De evolutie van aandacht binnen reclame

Het woord reclame is afkomstig van het Latijnse woord `reclamare’, dat `hard schreeuwen’ betekent. Het verwijst naar de taferelen van Romeinse en Griekse kooplieden. Oftewel: we schreeuwen om aandacht. Anno 2023 staat aandacht krijgen voor veel merken nog steeds gelijk aan reclame maken. Maar de manier waarop ze schreeuwen, is sinds de tijd van de Romeinen wel behoorlijk veranderd. En het meten van het effect ervan ook.

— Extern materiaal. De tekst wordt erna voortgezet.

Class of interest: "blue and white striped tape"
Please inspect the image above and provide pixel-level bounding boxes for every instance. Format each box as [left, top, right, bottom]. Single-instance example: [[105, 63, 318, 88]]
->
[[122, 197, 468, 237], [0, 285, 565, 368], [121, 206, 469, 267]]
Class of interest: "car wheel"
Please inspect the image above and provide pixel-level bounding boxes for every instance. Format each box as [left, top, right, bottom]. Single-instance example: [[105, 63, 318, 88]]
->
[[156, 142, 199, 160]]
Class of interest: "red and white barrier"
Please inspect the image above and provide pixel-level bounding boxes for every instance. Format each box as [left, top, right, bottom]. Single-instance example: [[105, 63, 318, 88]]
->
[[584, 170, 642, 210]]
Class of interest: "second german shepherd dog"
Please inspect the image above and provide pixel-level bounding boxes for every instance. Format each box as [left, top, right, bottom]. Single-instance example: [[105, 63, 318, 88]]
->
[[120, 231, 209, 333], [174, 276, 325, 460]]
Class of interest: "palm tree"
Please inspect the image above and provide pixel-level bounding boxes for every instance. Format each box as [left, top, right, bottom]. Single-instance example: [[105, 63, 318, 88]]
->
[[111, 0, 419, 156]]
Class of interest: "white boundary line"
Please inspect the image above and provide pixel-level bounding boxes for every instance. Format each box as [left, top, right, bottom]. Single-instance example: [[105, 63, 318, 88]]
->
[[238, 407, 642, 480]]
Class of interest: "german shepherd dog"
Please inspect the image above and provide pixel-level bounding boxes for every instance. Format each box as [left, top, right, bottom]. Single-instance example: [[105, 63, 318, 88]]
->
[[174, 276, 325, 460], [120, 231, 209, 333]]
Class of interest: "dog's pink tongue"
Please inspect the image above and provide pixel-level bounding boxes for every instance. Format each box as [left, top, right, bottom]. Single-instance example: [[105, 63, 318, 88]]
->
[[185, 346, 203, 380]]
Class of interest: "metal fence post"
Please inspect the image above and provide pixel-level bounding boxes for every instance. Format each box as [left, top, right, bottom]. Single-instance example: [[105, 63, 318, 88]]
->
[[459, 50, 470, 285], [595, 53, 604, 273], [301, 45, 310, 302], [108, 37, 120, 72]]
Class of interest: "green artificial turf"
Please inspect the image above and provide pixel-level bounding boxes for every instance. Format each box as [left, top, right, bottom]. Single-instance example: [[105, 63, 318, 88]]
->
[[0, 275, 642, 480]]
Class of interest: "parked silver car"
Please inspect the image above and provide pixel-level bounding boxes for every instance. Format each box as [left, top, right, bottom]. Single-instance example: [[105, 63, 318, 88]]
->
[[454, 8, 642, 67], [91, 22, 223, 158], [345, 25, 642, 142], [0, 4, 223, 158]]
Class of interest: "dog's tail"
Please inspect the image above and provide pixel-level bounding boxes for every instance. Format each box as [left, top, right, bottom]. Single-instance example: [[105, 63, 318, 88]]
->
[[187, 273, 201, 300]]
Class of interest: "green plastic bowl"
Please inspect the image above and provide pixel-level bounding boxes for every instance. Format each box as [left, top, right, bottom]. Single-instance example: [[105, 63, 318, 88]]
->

Het is dan ook niet zo vreemd dat in het huidige digitale 3.0-tijdperk er veel over dit onderwerp wordt geschreven: `Aandacht is het nieuwe goud’, ‘Winnen in de aandachtseconomie’, Attention Economy Report’. De IAB Europe publiceerde zelf in mei van dit jaar (2023) ook de ‘Guide to Attention in Digital Marketing’ om de industrie handvatten te bieden en informatie over de technische aspecten die daarbij komen kijken. En dat zijn er veel. Denk daarbij aan (predictive) artificial intelligence en bijbehorende eyetracking of proxy data (interactie, clicks). En dan zijn er ook nog de tools om binnen verschillende niveaus te optimaliseren (kanaal, context, creatie, targeting etc.).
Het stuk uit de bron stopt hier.